On a parfois l’impression que t’es un messager parti observer des contrées lointaines, pour les raconter aux autres à ton retour…
Ah c’est un ressenti que tu as eu ? Wow, c’est ouf. Tu as bien fait de commencer en parlant d’humilité parce que ce serait trop arrogant de s’autoproclamer comme tel, mais je me sens parfois témoin de certaines choses. Il y a des fois où je me demande pourquoi j’ai pas écrit ce que je suis en train d’écrire avant, tellement c’était évident. Ça met le doigt sur un sentiment que je ressens depuis que je suis jeune. Je me souviens à 8-10 ans, quand j’ai vu Spiderman, il était perdu entre ses deux identités et je me disais : « je ne sais pas qui je suis, je ne sais pas où je suis… ». Ça a fait écho au fait que c’est une question qui est là depuis longtemps. Alors revenir dans le questionnement et essayer de le vulgariser est une complexité, mais c’est une volonté. C’est un chemin long qui demande un parcours de vie dans la prise de conscience de qui l’on est. Ça nécessite du temps et de l’expérience.

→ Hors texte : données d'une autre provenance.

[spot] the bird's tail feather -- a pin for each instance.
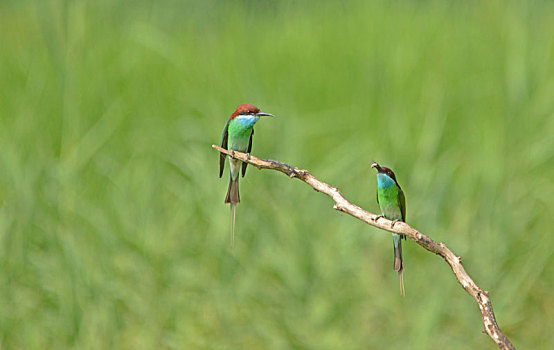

Est-ce que l’oral permet une démocratisation du texte, que l’écrit ne permet pas ?
Oui ! C’est une complexité, ça nécessite un effort. Les gens se retrouvent peut-être plus facilement dans un don oral. Les premiers écrits étaient réservés aux érudits alors que les histoires orales dans l’histoire de l’humanité ont toujours été dans le don.
Ça te fait plaisir d’entendre la foule scander tes paroles ?
De plus en plus, quand je me rends compte qu’elles ont un poids. Je reçois des messages hyper touchants de gens qui changent leur vie à travers ces paroles ou qui au contraire arrivent à poursuivre cette vie là alors qu’ils avaient des pensées assez sombres. Ça responsabilise. Mais je crois beaucoup à la loi de l’attraction donc je pense que c’est en scandant ces choses là qu’elles se produiront. Et je ne parle pas que de mon succès personnel, il est aussi question d’inciter les gens à croire en eux.
J’ai l’impression que tes textes sont compris par beaucoup, auditeurs comme journalistes, t’en penses quoi ?
C’est intéressant parce que c’est la question de l’authenticité dans le rap et la problématique du personnage qui peut créer un vrai monde cinématographique musical, mais qui, en même temps, ferme certaines portes pour la compréhension de la personne qui se cache derrière le rappeur. On m’a récemment dit que j’adaptais mon discours en fonction de l’auditoire. Mais je parle de la même manière à un journaliste qu’à mes potes. Dans cet album j’ai tenté d’être dans la brutalité au sens propre la plus totale, proche de la carapace, du noyau.